Capturing the overwhelm your poor physically-bound brain feels when you realize that anything can be put on the blockchain, actually, Kissick paints the unique spiritual malaise that has erupted from our interconnectedness, our dissolution of physical selves: “examine nearly any aspect of society and you can see it’s gone too far.” Turns out that Nabisco has released 65 different flavors of Oreos in 8 years. Heinous. “This overabundance of choice reminds us of and drives us back to the original. It reminds us of how much we like the old Oreo, the Platonic ideal of the Oreos of childhood, the Proustian Oreo with the glass of cold milk. When there’s too much of everything however, at some point the original is lost, the memory is lost, and all that remains are faded, flat, hollowed-out derivatives.” In these derivatives of derivatives, the subprime loans of art, we’ve sped past John Berger’s conception of images as soaked in ideology and straight to how art’s only desire is to be possessed, now no longer physical, now purely reproducible, now only valuable because of a winking game of assurance of non-reproducibility. We play with the shadows of the age of mechanical reproduction.
This is an age of great speed and competition. We’re all looking for more popularity, new ways to find an edge; and yet, all this competition only seems to lead to blandness and mediocrity, rather than breakthroughs. Nor does it lead to collapse; even accelerationism doesn’t work. We want too much content, too fast, and it just leads to this endless algorithmic churning, this paint-by-numbers effect. You see it in art. In Netflix documentaries. Spotify playlists. Op-ed pages. The news. The latest manufactured outrage. Well-reviewed first-person novels about nothing. All so dreadfully banal and repetitive. This is what results when everything is forged in economies of dollars, of ether, of attention.
On Thursday, Christie’s auctioned off an NFT for $69.3 million.
4. Soft physical geometries
This factlet comes courtesy of my dear friend Sarah who informed me (in response to this tweet thread I sent her:
) that some mathematicians crochet physical models of hyperbolic planes. An explanation by Daina Taimiņa, the master crochet handicrafter:
If you tried to make your annular hyperbolic plane from paper annuli you certainly realized that it takes a lot of time. Also, later you will have to play with it carefully because it is fragile and tears and creases easily -- you may want just to have it sitting on your desk. But there is another way to get a sturdy model of the hyperbolic plane which you can work and play with as much as you wish. This is the crocheted hyperbolic plane.
A guide on how to crochet your very own non-Euclidean object is here, and a video below. I think it would make a very nice tea cozy.

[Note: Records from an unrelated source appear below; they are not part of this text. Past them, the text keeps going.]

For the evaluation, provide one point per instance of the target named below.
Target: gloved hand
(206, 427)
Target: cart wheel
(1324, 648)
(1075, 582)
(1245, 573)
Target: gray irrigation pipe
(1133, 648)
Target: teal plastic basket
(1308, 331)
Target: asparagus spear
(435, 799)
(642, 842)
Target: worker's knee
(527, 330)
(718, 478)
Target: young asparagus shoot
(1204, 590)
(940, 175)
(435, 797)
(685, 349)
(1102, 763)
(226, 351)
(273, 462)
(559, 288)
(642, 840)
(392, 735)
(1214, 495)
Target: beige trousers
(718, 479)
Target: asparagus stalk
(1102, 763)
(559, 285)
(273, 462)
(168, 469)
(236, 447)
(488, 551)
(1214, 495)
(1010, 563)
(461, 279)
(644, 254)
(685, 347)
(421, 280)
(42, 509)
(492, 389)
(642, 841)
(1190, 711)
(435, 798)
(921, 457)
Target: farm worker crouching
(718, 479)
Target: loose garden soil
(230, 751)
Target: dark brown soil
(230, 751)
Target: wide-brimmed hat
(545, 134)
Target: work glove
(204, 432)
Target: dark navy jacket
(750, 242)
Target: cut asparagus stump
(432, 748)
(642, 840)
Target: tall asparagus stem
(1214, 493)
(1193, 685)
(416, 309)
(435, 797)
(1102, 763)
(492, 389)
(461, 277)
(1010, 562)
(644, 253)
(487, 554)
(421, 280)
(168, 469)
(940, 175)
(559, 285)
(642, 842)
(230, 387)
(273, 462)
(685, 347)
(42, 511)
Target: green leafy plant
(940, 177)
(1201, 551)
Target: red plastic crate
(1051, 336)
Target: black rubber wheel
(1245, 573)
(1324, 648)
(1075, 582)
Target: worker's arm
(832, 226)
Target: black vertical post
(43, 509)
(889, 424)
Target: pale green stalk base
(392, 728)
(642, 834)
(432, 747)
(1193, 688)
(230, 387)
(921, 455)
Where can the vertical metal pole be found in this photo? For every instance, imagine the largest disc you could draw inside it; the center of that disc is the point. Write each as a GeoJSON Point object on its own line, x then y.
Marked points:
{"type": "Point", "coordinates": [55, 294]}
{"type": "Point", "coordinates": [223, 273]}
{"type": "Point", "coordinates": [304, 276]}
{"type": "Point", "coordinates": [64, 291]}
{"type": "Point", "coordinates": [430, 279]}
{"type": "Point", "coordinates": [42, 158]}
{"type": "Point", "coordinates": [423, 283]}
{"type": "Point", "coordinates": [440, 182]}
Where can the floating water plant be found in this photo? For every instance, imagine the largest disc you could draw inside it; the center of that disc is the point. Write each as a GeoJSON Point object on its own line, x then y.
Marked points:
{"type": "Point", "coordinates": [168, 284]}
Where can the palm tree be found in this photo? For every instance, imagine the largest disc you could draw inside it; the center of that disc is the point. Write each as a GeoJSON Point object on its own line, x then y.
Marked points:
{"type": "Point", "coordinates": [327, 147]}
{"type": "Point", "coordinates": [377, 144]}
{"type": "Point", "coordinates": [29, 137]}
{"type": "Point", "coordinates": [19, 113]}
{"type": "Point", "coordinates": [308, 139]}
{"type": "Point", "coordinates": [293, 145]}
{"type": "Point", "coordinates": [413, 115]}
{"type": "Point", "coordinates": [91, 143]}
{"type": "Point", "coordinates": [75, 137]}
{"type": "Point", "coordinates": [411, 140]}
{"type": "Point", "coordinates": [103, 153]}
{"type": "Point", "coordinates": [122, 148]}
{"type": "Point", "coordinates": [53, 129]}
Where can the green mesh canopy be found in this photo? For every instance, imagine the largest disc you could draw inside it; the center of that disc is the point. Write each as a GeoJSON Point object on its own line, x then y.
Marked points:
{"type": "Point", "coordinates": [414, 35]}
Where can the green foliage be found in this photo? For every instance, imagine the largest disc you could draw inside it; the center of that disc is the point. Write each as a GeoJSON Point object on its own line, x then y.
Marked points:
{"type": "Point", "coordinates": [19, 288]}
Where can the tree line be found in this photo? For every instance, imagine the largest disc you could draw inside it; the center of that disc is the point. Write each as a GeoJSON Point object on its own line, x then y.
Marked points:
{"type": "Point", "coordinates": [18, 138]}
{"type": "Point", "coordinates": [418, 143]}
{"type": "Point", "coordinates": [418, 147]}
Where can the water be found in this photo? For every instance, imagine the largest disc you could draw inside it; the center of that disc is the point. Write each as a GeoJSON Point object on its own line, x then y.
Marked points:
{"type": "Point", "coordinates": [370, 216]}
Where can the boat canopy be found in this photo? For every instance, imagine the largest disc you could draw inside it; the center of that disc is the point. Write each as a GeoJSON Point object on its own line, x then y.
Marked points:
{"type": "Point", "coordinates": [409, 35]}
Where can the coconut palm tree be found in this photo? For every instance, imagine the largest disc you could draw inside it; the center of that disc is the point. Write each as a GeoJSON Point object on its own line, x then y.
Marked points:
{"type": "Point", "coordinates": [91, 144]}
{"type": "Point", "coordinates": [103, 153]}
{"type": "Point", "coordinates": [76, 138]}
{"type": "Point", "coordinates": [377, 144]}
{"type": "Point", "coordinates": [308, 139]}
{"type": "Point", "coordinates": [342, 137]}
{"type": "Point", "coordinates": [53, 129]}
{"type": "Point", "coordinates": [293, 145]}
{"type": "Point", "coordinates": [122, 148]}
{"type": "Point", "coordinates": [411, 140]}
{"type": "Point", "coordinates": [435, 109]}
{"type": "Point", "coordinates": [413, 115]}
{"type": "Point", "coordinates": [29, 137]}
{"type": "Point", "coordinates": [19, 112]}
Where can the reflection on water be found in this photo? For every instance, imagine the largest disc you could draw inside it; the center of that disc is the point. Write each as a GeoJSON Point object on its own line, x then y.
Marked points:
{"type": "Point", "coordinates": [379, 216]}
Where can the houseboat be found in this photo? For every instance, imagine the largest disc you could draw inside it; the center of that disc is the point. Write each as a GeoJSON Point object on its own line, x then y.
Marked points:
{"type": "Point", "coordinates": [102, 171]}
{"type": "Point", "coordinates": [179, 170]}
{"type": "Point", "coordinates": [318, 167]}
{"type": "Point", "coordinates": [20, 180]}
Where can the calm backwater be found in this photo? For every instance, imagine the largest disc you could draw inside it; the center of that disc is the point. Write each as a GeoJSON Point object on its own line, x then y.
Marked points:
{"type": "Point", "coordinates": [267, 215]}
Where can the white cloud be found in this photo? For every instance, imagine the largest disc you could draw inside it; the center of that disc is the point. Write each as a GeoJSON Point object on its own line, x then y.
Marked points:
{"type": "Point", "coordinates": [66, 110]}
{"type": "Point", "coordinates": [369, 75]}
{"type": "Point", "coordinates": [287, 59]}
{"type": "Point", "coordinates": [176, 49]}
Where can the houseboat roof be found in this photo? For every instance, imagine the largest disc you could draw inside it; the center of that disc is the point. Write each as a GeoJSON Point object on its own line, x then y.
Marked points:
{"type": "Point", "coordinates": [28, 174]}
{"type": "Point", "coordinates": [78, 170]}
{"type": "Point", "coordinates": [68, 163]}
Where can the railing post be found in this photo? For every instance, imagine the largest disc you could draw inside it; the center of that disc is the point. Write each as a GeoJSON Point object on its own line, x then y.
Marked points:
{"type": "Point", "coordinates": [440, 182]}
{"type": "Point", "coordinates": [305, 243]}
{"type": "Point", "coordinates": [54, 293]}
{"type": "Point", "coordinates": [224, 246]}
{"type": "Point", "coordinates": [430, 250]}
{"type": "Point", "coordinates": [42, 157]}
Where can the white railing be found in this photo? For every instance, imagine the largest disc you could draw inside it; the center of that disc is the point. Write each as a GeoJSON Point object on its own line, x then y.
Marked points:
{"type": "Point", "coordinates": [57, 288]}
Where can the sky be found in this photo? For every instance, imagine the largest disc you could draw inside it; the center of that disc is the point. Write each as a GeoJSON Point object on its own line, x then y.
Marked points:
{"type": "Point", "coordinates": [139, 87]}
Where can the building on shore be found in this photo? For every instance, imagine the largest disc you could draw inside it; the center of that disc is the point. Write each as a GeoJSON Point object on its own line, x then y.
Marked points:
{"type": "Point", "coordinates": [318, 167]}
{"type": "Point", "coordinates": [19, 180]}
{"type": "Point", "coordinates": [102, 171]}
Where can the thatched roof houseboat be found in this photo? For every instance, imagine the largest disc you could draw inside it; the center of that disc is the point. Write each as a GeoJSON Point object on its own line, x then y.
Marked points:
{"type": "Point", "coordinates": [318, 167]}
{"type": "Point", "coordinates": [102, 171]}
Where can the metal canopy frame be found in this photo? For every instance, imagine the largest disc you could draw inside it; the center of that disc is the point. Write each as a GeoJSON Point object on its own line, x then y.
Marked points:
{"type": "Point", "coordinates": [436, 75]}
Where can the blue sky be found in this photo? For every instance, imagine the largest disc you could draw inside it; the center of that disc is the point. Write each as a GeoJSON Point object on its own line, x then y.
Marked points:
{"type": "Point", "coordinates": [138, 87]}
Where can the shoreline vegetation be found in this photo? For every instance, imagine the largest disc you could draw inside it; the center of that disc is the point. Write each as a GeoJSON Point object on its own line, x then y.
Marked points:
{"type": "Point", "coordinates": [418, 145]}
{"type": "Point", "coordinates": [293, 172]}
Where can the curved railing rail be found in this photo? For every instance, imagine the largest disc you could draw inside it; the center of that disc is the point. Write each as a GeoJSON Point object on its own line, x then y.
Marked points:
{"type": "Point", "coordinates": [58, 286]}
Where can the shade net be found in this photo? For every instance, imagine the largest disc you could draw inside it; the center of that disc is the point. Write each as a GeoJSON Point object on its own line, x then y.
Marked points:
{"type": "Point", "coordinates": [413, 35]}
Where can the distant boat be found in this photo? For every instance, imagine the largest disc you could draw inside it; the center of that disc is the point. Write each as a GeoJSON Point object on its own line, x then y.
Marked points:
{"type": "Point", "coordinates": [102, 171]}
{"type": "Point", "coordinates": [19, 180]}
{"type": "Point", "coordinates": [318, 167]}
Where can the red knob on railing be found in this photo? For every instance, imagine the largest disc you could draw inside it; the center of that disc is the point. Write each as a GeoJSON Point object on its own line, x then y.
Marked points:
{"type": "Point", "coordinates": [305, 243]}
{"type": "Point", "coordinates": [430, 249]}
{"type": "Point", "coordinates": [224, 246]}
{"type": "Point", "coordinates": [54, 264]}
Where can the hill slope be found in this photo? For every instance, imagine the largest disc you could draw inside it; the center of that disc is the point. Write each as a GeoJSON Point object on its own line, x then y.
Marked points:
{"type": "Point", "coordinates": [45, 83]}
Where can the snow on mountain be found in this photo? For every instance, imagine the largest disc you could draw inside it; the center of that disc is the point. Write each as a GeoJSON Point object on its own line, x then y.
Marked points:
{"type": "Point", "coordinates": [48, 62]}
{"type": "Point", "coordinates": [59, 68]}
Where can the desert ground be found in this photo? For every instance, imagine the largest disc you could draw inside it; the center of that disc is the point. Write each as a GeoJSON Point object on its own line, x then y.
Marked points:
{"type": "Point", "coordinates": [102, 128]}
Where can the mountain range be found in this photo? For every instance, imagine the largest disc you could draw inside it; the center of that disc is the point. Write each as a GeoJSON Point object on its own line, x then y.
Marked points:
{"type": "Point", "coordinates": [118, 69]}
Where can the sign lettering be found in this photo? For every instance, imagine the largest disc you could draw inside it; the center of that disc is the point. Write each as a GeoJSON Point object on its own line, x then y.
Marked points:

5. On cyborg arms, from a real prosthesis user
This is a terrific article written by Britt Young, a PhD Candidate at Berkeley, on the communal delusion about prostheses: that the more they look like Iron Man the more functional they are. We intact-armed love our human limb replacements to look futuristic. It is self-assuring. It makes us feel that our technological ability is enough to overcome anything nature can come up with. We cannot see a heart stent or a feel a kidney replacement, having to trust an entire medical practice with our wellbeing, but seeing that sleek, machined prosthetic arm quiets the nervous part of our brain that is so concerned with our own frailty.
When I worked in a prosthetist’s office in undergrad, I was stunned by how many people hated their powered prostheses, despite spending a sportscar-amount of money on them. They’re heavy, they break, and they give you no sensation or feedback about what your hand is doing, forcing you to keep an eye on it to make sure you haven’t dropped all your groceries a few blocks back. I was surprised, like all the other students I knew, that the body-powered prostheses (that look kind of like claws or talons) are far and away preferred, because you can learn to relate the tension of a strap across your back with grip strength at the prosthesis. Robotic arms make no such accommodations. Young’s article is an essential read.